MUHAMMADIYAH .OR.ID, BANDUNG – Berdasarkan data yang dihimpun oleh Kementerian Agama (Kemenag) pada tahun 2021 bangsa Indonesia memiliki tingkat kesholehan yang tinggi yakni sebesar 82,5%. Dengan lima indikator yang merupakan variabel atas iman yakni berkaitan dengan kepedulian sosial baik dalam caring maupun giving, kemudian relasi antar manusia, etika dan budi pekerti, pelestarian lingkungan, dan kepatuhan kepada negara.
Sementara jika mengacu pada world giving index tahun 2023 yang diterbitkan oleh charities aid foundation Indonesia adalah negara yang paling dermawan di dunia.
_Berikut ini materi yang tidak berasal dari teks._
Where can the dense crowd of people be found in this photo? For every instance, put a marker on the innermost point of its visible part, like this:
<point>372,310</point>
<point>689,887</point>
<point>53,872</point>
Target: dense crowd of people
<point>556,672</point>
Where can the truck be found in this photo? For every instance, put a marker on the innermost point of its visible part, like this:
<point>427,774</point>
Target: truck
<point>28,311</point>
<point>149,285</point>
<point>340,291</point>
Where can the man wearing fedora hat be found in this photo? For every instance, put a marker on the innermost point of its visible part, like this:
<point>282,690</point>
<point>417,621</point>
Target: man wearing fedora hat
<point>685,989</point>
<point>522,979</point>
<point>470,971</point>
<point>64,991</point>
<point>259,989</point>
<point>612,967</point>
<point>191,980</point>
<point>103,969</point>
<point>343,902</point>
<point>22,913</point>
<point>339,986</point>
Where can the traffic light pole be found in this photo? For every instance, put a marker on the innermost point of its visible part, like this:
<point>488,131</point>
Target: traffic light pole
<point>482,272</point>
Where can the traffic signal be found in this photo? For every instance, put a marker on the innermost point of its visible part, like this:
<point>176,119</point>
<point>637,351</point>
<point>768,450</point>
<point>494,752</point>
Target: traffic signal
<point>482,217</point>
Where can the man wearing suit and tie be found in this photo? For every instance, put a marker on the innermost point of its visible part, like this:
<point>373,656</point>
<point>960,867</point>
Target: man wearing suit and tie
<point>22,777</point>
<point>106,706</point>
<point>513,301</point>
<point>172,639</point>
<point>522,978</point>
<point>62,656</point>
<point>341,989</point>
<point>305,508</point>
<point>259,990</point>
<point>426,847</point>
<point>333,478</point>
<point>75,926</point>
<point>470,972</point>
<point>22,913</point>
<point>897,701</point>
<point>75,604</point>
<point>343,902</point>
Sebesar 68% orang Indonesia memiliki kedermawanan yang tinggi, tiga indikator yang digunakan pertama adalah donasi yang presentasenya sebesar 82%, menolong orang yang tidak dikenal atau orang asing presentasenya 61% dan meluangkan waktu kegiatan kesukarelaan atau volunteer sebesar 61%.
Sekretaris Umum Pimpinan Pusat Muhammadiyah Abdul Mu’ti mengungkapkan, berdasar dua data tersebut dapat disimpulkan bahwa bangsa Indonesia memiliki keshalehan dan kepedulian yang tinggi.
“Akan tetapi kita perlu melangkah lebih jauh lagi, melangkah menerjemahkan kesholehan itu tidak sebagai keshalehan yang bersifat individu, namun harus bersifat kesholehan kolektif yang digerakkan secara bersama-sama,” ungkap Mu’ti dalam Kajian Tarawih Masjid Salman ITB pada Selasa (26/3).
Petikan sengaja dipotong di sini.